Apa rahasia kesuksesan dakwah Sang Matahari Dunia itu? Ternyata kuncinya, tak lain dan tak bukan, adalah cinta. Dalam setiap geraknya selalu melekat sifaf-sifat kasih-sayang, rahman-rahim: memberikan kesejukkan dan kedamaian pada semesta tanpa batas.
Ketahuilah. Muḥammad SAW adalah sosok mulia, yang penuh keagungan budi pekerti. Manusia lembut, murah hati, sopan, santun, beradab, akrab pada sesama, dan sangat mencintai anak-anak. Sehingga, kemuliaan akhlaknya ini patut dijadikan teladan bagi umat manusia sedunia.
Simaklah. Suatu kali sahabatnya mendengar Nabi SAW berkata: “Orang-orang yang saling mencintai karena mengakui kebesaran-Nya, hidupnya akan penuh cahaya, sehingga bahkan para Nabi dan syuhada iri kepadanya.”
Memang, “Tak akan masuk surga, kecuali kalian saling mencinta”, begitu dinasihatkannya. Biografinya penuh dengan kisah-kisah fantastis yang mendemonstrasikan sifat penuh cinta-kasih seperti itu. Sangat menggetarkan hati. Mengajarkan pada penghuni langit-bumi mengenai makna kearifan hidup tanpa kebencian.
Tapi sayang, cerita hidup Nabi Muḥammad SAW dalam sirah nabawi cenderung dipenuhi dan didominasi kisah-kisah peperangan; seolah pekerjaan beliau itu hanya berperang melulu. Di sekolah, madrasah, majelis taklim, masjid, surau atau bahkan di jalanan, peperangan itu terasa begitu melekat dalam jiwa khalayak. Ini tentu mesti engkau luruskan.
Sadarlah. Jika dikalkulasi, karier kenabian Nabi Muḥammad SAW itu kira-kira 23 tahun, atau sekitar 8.000 hari. Dalam sebuah penelitian, jumlah hari di mana Nabi berperang—mulai dari persiapan, dan lain sebagainya—disebutkan bahwa hari yang paling “boros”, di dalamnya banyak Nabi melakukan peperangan, adalah 800 hari.
Jika ini kita terima, berarti total hari peperangan Nabi Muḥammad SAW hanya 10 persen dari karier kenabian beliau. Hanya sekitar 2 tahun 3 bulan. Artinya, misi risalah kenabian Muḥammad SAW itu hanya 10 persen saja digunakan untuk berperang. Itu pun sifatnya defensif.
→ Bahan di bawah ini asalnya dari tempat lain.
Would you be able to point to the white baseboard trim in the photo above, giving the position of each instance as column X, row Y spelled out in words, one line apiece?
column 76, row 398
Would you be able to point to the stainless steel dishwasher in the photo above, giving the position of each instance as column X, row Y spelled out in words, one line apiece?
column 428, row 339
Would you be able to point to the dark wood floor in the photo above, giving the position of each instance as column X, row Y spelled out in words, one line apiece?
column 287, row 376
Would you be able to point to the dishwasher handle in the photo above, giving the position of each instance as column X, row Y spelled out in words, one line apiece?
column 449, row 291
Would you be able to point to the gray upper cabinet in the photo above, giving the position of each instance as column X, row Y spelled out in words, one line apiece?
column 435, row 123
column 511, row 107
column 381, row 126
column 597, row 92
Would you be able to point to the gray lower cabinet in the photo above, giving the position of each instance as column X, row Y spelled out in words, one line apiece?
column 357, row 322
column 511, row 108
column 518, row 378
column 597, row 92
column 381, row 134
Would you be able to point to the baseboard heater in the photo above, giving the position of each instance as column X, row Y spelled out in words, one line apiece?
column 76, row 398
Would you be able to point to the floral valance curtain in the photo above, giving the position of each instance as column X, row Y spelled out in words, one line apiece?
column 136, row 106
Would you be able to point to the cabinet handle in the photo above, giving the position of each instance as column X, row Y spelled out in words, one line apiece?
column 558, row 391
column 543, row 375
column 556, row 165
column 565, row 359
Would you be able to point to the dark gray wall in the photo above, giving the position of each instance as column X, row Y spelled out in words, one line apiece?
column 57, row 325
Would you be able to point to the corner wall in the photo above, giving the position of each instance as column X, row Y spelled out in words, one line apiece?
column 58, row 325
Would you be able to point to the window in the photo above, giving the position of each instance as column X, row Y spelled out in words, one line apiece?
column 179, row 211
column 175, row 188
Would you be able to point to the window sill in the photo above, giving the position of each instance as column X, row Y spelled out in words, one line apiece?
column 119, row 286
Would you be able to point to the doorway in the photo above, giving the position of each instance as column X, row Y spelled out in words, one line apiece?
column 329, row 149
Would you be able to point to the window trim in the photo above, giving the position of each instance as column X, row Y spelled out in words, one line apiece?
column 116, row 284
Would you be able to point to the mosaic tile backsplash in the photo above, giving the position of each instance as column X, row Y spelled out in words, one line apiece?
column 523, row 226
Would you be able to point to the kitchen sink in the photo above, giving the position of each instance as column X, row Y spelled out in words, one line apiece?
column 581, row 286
Sementara 90 persen lagi dari risalah kenabiannya digunakan untuk misi kemanusiaan dan menebarkan kasih-sayang.
Saudaraku, kita mesti berjuang sekeren mungkin untuk terus menjadikan Muḥammad SAW mata air keteladanan karena keagungan akhlak-nya. Pastilah, pesan Tuhan yang diwahyukan kepada Nabi SAW membawanya untuk menjunjung tinggi segala bentuk keragaman dan menjadikannya sebagai pokok-etis: pedoman moralitas umat Islam dalam mengarungi samudra kemanusiaan. [Deden Ridwan]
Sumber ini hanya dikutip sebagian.